Die Bilder Fritz Winters erweisen sich als anhaltend aktuell und gegenwärtig.
"Wir arbeiten an Dingen und Bildern, deren Anfänge Jahrtausende vor uns
liegen", hatte Fritz Winter einst in seine Tagebücher notiert: "Durch
unser gegenwärtiges Tun arbeiten wir für die Zukunft und verbinden uns
Jahrtausende nach uns mit den Anfängen, dem Gesetz der nächst höheren Ordnung
dienend und gehorchend." Der in
Altenbögge bei Unna (Westfalen) als erster von acht Kindern geborene Bergmannssohn besuchte das Realgymnasium in Ahlen und arbeitete im Bergbau
Untertage, mit 19 Jahren wandte er sich der Kunst zu. Er war begeistert von der Malerei einer Paula Modersohn-Becker, die Kunst van Goghs lernt er auf einer Reise in Niederlande kennen. Nach der Aufnahme an das Staatliche Bauhaus in
Dessau, wo er von 1927 bis 1930 u.a. bei Josef Albers, Wassily Kandinsky, Oskar
Schlemmer und Paul Klee studierte, eroberte sich Winter die abstrakte
Bilderwelt schnell und direkt. Bereits 1931 entstanden organisch wirkende
Farbflächen, die - Stillleben ähnlich - ins Bild positioniert sind. Nach dem
Mal- und Ausstellungsverbot, welches ihm durch das Nationalsozialistische
Regime auferlegt worden war, konnte Winter nach dem 2. Weltkrieg an sein
Schaffen aus den 1930er und 1940er Jahren anknüpfen. In den Jahren zwischen
1951 und 1961 entstanden Werke mit eher gestischem Charakter im Vordergrund, in
denen die Farbe ausschließlich als Gestaltungsträger eingesetzt wurde. Die
lichten, festlichen Farbhymnen faszinieren bis heute. Farbe wird hier nicht
symbolhaft oder metaphysisch verstanden, sondern sinnlich und direkt, radikal
in ihrem Eigenwert. 1967 löste sich Winter von den bis dahin sein Werk
prägenden konturlosen Farbreihen. Klare Formbegrenzungen werden bildprägend.
Die längsrechteckige Streifen und unregelmäßige Farbformen, die deutlich von
einander getrennt sind, wurden mittels Schablonen auf die Leinwand geordnet. Figur und Grund sind ohne Zwischenräume klar voneinander getrennt. Diese Makroformen bestimmen auch das
Werk "Mit Rot" aus dem Jahr 1969. Dieses Werk beeindruckt durch innere Monumentalität.

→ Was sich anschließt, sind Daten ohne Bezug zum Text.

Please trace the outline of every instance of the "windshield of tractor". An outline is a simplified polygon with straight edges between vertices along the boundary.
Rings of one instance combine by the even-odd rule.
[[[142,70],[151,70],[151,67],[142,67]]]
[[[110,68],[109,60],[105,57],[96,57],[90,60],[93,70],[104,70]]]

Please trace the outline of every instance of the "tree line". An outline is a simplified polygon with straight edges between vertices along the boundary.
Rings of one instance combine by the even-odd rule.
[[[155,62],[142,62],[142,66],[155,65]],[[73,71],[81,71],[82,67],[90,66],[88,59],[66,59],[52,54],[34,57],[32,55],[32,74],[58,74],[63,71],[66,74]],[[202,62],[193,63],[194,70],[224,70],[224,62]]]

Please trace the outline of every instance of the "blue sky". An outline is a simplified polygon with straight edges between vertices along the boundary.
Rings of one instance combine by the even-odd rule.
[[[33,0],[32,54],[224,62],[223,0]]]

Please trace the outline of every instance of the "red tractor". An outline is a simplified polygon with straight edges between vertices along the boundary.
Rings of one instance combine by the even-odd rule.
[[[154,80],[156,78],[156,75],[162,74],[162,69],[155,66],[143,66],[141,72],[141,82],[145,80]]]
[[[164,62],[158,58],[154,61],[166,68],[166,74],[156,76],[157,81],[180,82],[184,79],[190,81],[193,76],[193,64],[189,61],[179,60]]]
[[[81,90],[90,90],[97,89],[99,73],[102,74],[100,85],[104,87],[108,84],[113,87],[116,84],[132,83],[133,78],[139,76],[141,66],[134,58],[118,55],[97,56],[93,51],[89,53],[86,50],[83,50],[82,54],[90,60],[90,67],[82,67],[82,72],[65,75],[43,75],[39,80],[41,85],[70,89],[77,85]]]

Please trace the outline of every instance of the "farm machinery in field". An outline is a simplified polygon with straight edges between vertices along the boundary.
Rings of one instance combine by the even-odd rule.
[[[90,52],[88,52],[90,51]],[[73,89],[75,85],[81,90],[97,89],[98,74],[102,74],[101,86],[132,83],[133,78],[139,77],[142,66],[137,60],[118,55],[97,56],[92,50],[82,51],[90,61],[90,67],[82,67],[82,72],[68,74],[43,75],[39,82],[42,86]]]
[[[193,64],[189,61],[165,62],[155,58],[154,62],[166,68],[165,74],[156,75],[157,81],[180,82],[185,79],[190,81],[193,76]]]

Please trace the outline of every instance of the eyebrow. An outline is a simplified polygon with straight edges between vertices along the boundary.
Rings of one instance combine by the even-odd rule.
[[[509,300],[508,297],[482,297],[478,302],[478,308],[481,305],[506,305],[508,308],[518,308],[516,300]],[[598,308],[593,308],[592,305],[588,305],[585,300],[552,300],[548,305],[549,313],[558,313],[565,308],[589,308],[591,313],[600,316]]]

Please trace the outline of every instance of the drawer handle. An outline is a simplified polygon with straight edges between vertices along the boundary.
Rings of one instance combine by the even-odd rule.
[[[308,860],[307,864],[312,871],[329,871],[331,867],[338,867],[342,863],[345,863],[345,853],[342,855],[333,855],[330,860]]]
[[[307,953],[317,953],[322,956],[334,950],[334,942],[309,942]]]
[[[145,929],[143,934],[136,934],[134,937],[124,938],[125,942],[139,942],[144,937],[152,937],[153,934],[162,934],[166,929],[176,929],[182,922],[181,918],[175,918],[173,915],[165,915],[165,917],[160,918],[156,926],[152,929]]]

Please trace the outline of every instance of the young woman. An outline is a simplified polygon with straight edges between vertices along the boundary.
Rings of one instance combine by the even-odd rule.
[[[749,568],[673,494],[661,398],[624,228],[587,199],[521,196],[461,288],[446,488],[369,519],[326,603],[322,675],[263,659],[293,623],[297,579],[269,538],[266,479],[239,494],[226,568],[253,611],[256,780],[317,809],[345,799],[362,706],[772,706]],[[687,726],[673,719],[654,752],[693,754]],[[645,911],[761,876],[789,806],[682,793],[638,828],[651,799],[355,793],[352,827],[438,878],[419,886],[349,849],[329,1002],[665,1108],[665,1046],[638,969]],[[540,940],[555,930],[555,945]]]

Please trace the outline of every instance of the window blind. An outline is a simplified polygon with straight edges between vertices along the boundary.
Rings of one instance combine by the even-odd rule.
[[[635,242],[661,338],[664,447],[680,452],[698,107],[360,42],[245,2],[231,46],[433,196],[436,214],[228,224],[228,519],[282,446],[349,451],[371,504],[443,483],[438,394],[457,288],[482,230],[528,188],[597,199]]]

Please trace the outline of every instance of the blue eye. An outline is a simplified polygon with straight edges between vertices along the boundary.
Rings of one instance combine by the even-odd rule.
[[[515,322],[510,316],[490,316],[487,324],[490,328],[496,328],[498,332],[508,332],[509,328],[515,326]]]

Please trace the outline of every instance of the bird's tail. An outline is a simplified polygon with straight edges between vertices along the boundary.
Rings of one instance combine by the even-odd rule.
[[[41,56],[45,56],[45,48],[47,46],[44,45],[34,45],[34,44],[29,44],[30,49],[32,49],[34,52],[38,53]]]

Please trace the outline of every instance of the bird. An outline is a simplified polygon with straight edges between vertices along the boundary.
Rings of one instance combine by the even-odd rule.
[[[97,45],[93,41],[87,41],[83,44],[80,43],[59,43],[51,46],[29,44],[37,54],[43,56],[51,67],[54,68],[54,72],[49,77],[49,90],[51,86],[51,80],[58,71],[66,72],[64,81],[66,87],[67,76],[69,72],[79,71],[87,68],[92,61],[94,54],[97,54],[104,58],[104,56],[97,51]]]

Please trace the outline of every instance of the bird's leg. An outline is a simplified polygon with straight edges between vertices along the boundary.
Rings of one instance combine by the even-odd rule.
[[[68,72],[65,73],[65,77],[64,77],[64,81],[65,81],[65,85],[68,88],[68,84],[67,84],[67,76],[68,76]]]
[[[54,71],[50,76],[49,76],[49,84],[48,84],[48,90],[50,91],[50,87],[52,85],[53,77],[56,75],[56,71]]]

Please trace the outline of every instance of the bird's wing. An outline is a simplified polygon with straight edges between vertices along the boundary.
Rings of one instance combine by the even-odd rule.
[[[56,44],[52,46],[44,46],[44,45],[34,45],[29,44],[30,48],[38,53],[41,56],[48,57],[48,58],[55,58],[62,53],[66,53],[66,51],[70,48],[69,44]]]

(Fritz Winter; Aus Briefen und Tagbüchern 1932 - 1950,
Bern 1951, S. 16, hier zitiert nach: Lothar Romain; Über Fritz Winter, in:
Fritz Winter - Zum 80. Geburtstag, Städtisches Gustav-Lübke-Museum, Hamm, 22.9
- 27.10.1985, Fritz-Winter-Haus, Ahlen, 21.9. - 15.12.1985, Heimatmuseum Ahlen,
21.9. - 27.10.1985, Hamm 1985, S. 79 - 97, hier: S. 85.)
(Andrea Fink-Belgin)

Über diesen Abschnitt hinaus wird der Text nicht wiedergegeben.